As nádegas são únicas: só nós as temos entre todos os primatas. E foram milhões de anos de evolução para que elas se desenvolvessem
A bunda não existe desde sempre. É o que defende o escritor, pesquisador e professor de linguística Jean-Luc Henning, em seu Brève Histoire des Fesses (Breve história das nádegas). Inédito no Brasil, o livro defende que só quando nossos ancestrais desceram das árvores nas savanas da África e ficaram eretos é que a protuberância traseira se desenvolveu. Somos os únicos primatas possuidores de bunda, e não foi fácil: foram milhões de anos de evolução para que as nádegas se desenvolvessem.
Quem conta a história é o cronista Humberto Werneck, num texto de seu livro Sonhos rebobinados, de 2014. "Mesmo sem saber quanto de sua sapiência se deve à teoria, haurida no ambiente monacal das bibliotecas, e quanto à prática, consolidada em talvez deleitosos trabalhos de campo, o Jean-Luc pode ser apresentado como o mais saliente bundólogo de que se tem notícia", anota Werneck, que diz que tanto quanto o cérebro é a bunda que nos distingue na massa das 193 espécies de primatas existentes sobre a Terra. "Com o devido respeito ao imortal arquiteto e aos Poderes da República, o invento mereceria a homenagem de um Niemeyer que plantasse, no Planalto ou alhures, não Câmara e Senado, mas dois Senados justapostos", comenta.
Outra investida francesa é o livro e documentário La Face Cachée des Fesses (O lado oculto da bunda), parceria de Caroline Pochon e Allan Rothschild. O projeto também parte do passado, quando começamos nossa caminhada em direção ao surgimento da bunda, e passa por temas como a arte francesa (derrières pintados por Courbet, Matisse, Degas) e a publicidade. Também o surgimento do feminismo no fim do século 19: uma das práticas mais sexistas de então era o uso de fauxculs pelas mulheres, um aparato usado por baixo das roupas para aumentar a bunda.
Política e bunda sempre foram indissociáveis na França.

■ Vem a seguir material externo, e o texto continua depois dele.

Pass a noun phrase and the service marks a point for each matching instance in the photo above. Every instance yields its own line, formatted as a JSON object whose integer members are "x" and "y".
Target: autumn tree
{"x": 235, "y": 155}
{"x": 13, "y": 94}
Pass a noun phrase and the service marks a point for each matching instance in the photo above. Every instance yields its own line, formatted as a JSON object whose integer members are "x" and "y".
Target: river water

É só lembrar que uma das fotos mais famosas da história da bunda é de uma filósofa e escritora feminista, Simone de Beauvoir. E seu marido, o filósofo Jean-Paul Sartre, enquanto erigia as bases do existencialismo, encontrou tempo para anotar o célebre aforismo: "A pátria, a honra, a liberdade, nada existe: o universo gira em torno de um par de nádegas".